​Complaining Work

​Defending Work

Martin Harrington & Thomas Leonard

“Amazing”

Audio Recording

Ed Sheeran & John McDaid

“Photograph”

Audio Recording

 

Comment by Charles Cronin

The plaintiffs are represented by Richard Busch, the Nashville attorney who represented Marvin Gaye’s heirs in their case against Pharrell Williams and Robin Thicke. The plaintiffs’ infringement allegations against Ed Sheeran, et al. have no more merit than those lodged against Williams and Thicke, but Busch’s complaint (linked below) marshals an impressive amount of quantitative documentation purportedly establishing substantial similarity of protected musical expression between the songs in question, and demonstrating defendants’ copying “is breathtaking in its deliberateness, magnitude, and hubris.” (The complaint is larded with inflammatory superfluities.)

The complaint does, however, present a helpful alignment of the melodies of the choruses of the disputed works in an attempt to establish the claimed “39 identical and 4 closely related pitches.” But more importantly, this comparison reveals that neither chorus melody has much protectable original musical expression to begin with. Both are comprised of similar two-measure motifs of two or three pitches in simple, regular rhythmic settings coordinated for the most part with the meter of the words to which they are sung. The harmonic progressions over which these repeating phrases are sung could not be more generic or predictable in this ballad genre, and have no bearing on the question of similarity of original expression.

The melodies sound similar simply because they have a similar rhythmic scansion in which the second measure of each iteration of the motif contains a quarter rest on the second beat of the vocal line, creating a hiccupping effect before sounding the last note and word of the phrase. But this is nothing more than a commonplace musical convention used in innumerable existing works across a variety of genres.

The sadly predictable underlying reasons for this claim can be inferred from the complaint’s dwelling on the success of the defendants’ song.
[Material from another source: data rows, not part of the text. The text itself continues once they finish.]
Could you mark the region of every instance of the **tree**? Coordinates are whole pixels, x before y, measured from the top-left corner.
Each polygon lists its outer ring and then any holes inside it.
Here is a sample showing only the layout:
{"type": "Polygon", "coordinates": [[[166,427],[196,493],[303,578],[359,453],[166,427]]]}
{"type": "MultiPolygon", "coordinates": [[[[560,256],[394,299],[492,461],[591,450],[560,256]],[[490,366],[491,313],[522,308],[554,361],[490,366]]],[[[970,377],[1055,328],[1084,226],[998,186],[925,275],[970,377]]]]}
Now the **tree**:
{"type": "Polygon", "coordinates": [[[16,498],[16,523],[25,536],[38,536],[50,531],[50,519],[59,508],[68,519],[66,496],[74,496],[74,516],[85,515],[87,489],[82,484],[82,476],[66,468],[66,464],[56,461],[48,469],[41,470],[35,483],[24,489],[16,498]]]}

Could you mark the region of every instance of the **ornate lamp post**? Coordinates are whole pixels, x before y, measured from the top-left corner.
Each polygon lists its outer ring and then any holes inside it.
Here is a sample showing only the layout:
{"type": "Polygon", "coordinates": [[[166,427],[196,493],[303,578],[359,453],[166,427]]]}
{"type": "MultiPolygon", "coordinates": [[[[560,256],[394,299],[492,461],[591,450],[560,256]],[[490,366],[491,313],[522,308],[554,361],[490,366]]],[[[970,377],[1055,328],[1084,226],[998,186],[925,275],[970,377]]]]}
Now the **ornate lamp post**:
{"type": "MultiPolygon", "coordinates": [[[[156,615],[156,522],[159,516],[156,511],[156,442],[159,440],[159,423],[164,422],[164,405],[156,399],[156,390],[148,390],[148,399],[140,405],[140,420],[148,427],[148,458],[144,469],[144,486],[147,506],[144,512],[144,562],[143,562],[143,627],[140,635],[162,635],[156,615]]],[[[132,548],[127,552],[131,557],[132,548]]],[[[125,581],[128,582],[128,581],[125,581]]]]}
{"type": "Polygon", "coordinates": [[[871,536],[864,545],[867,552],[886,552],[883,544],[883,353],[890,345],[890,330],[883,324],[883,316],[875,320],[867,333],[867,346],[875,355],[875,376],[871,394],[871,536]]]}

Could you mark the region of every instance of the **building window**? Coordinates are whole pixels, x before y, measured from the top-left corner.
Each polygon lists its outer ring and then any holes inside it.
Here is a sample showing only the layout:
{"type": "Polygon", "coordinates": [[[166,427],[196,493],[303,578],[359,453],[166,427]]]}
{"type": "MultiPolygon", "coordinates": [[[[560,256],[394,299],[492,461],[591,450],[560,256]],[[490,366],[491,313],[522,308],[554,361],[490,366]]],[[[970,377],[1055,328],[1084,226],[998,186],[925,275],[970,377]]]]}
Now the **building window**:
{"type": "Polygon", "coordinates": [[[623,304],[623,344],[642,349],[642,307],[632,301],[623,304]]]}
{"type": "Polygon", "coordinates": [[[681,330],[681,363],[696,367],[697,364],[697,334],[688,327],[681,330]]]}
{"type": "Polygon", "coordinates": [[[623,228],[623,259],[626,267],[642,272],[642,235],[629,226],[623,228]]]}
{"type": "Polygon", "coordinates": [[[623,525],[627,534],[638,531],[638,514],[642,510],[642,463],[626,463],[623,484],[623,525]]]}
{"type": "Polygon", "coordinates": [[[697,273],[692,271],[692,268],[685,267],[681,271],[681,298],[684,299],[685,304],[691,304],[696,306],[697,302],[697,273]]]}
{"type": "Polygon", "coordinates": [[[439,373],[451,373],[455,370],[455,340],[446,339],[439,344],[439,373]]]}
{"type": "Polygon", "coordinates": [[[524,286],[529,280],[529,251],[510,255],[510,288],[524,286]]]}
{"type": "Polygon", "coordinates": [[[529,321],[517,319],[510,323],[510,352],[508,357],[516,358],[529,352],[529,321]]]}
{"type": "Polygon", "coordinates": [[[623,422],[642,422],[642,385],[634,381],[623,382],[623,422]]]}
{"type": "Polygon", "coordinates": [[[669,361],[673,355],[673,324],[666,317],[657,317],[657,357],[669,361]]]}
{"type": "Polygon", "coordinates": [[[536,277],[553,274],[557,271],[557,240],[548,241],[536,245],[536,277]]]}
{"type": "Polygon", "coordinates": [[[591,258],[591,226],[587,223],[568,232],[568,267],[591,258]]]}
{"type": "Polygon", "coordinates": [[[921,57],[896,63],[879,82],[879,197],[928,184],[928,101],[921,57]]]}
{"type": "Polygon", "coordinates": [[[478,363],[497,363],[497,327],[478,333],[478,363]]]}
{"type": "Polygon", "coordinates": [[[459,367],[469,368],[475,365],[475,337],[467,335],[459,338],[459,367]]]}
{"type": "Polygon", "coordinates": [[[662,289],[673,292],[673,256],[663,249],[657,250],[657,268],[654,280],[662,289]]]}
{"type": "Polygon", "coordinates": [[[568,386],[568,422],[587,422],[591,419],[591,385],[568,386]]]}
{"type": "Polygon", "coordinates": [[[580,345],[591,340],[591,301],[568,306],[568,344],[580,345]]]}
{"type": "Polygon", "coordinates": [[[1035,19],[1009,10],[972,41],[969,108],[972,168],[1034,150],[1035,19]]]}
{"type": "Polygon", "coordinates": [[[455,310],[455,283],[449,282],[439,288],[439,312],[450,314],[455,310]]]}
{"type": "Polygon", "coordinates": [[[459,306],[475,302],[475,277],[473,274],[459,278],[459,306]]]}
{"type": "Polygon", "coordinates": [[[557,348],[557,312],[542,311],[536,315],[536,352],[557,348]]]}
Country singer Keith Urban is unwittingly, and most likely unwillingly, dragged into the mix with a reference to his expression of enthusiasm for the defendants’ song. “Little did he know,” the complaint asserts, “that he was singing along to [plaintiffs’ song].” Even worse – or better, from a damages calculation perspective – defendants’ song was featured in a feature film, bringing even more acclaim and remuneration to the defendants.

The complaint suggests that the defendants should have obtained a license from plaintiffs for “using” their chorus, and that plaintiffs should have been credited for their “contributions” to the defendants’ hit song. These suggestions must appear fatuous even to the plaintiffs: when defendants created their work, even if they had earlier heard the plaintiffs’ song, they did not intend to copy the plaintiffs’ musical expression. It would never have occurred to them that the chorus of their song might bear some generalized similarity to an existing melody. In fact, the melody of the defendants’ chorus is likely akin to those of dozens of preexisting works.  The defendants’ problem then, can be located in the financial success of their live and recorded performances of their song, and the resentment of that success on the part of opportunistic plaintiffs seeking a “piece of the action.”

In early April 2017 the press reported that “an undisclosed settlement had been reached between the parties”. This implies that the defendant — vastly more financially successful than the plaintiff — gave the plaintiff some money not as an admission of infringement but rather to brush off an opportunistic nuisance. As noted in The Guardian article reporting the settlement, “It is no coincidence that [this case] was brought in America by one particular lawyer.” After all, “The processes of deciding these things is different in American courts, where they use a jury, as opposed to the UK, where you get an informed and knowledgeable judge who decides.”